I have know for years that I spent to much time saying and doing what I thought would make others happy.  However, the contradiction in my own life did not allow me to see what root caused me to be a people-pleaser. 

 Some of you may wonder how this is even possible when I have been a Christian for as long as I have. It goes back to what I wrote a few months ago, I didn’t realize God could possibly love me for just being “little old” me. I thought God’s love was based on what I did or didn’t do. (This of course falls under law instead of God’s Grace!)  Within the last 18 months, God has clearly revealed to me, that He wants me to just BE…not do! Be who He is calling me to be!  Not doing anything to make Him love me.  Just be me!  Guess this realization had to come first before I could step out of denial and into the truth of my own body issues.  

 God with His healing touch, broke through my denial within the last five months by using the following situations. 

  • A visit with a friend of my mother’s who had not seen me since my high school years
  • On old photo which showed how thin I was and the vacant look in my eyes
  • Middle-age and the change of life weight gain
  • Realization as I read a book about self talk
  • Music which God has used to speak healing and life into my soul

 JJ Heller has become a favorite artist of mine.  The following song, True Things so fits where I am now right now!!   (Thank you JJ!)

I continue to pray and actively seek God’s truth on my own personal body and performance based issues.  In doing so, He is faithful in revealing more of His plan for my own personal life.  Two weeks ago, I ran across some statistics which were not surprising to me at all.  These statistics come from the Sex and Skinny website. 

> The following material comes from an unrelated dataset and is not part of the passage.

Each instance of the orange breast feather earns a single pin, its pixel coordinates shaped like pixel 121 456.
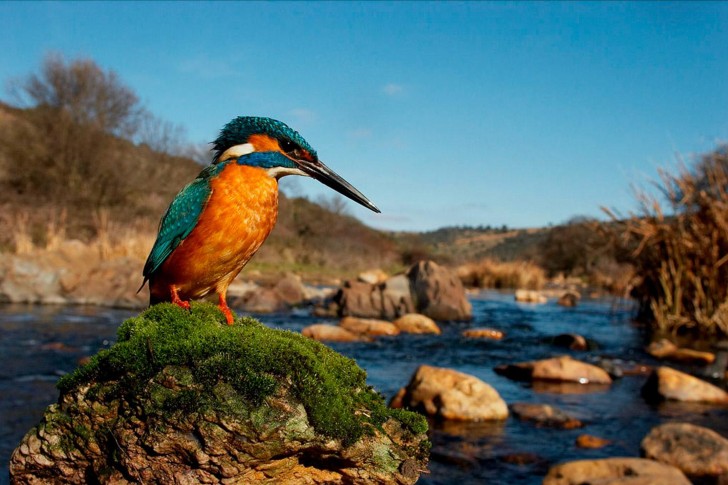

 If you had to narrow things down to the two most common issues we struggle with as men and women, sex and eating issues would most certainly rise to the top.

 Did you know…

  • 95% of guys struggle with sexual temptation and pornography
  • 75% of women have eating issues of some kind

But here’s what’s even more interesting…

  • 1/6 of Christian women struggle with an addiction to pornography
  • At least 50% of men have eating issues and/or negative body image too

As I stated these statistics are not surprising to me.  What is does show me, is that I need to be transparent. To show the struggles, denial and lies I have lived out and worked through.  Show that because of God’s love and grace, “I am who I am.  I am loved and I am Free!”